Progression elevated gene-3 (PEG-3) induces pleiotropic effects on tumor progression: modulation of genomic stability and invasion.

Abstract

Progression elevated gene-3 (PEG-3) is a novel rodent gene, identified and cloned by subtraction hybridization, that associates with transformation progression in virus- and oncogene-transformed rat embryo (RE) cells. Previous reports document that ectopic expression of PEG-3 in rodent or human tumor cells produces an aggressive transformed/tumorigenic phenotype. Moreover, PEG-3 expression in rodent tumor cells correlates directly with genomic instability, as indicated by chromosomal alterations and gene amplification, and it promotes angiogenesis. The present studies were designed to further elucidate the functional significance and role of PEG-3 in cancer progression with a specific focus on genomic instability and cancer invasion. Genomic instability was assessed by micronucleus assays and staining of centrosomes to define centrosomal amplification. Immunocytochemical observations revealed that overexpression of PEG-3 in transformed rodent cells induced a loss of chromosomes as established by the appearance of micronuclei and staining of the centrosomes with gamma-tubulin antibody, thereby confirming centrosome amplification.
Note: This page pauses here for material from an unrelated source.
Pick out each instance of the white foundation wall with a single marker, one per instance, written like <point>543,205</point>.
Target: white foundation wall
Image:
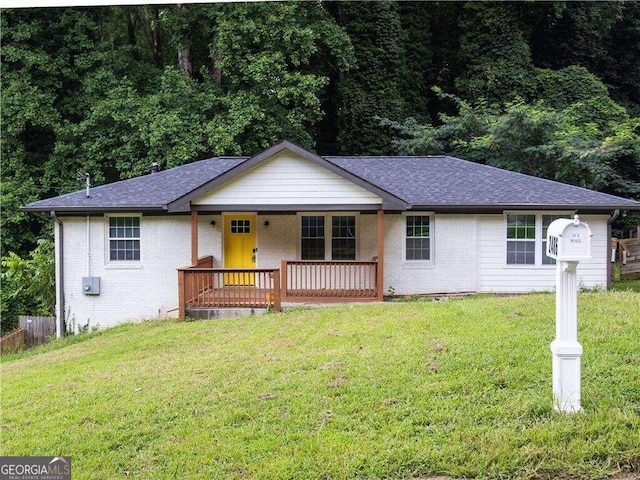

Overexpression of PEG-3 modulated the expression of several genes involved in centrosomal duplication, such as p21CIP1/WAF1/MDA-6, nucleophosmin (NPM), and aurora-A kinase. In vitro invasion of transformed rodent cells was augmented by PEG-3, which correlated with an increase in the transcription and activity of matrix metalloproteinase-2 and -9 (MMP-2 and MMP-9), which play important roles in local invasion during cancer progression. These findings demonstrate that PEG-3 plays a central role in augmenting tumor progression by modulating several critical parameters of the carcinogenic process, such as genomic stability and local tumor cell invasion.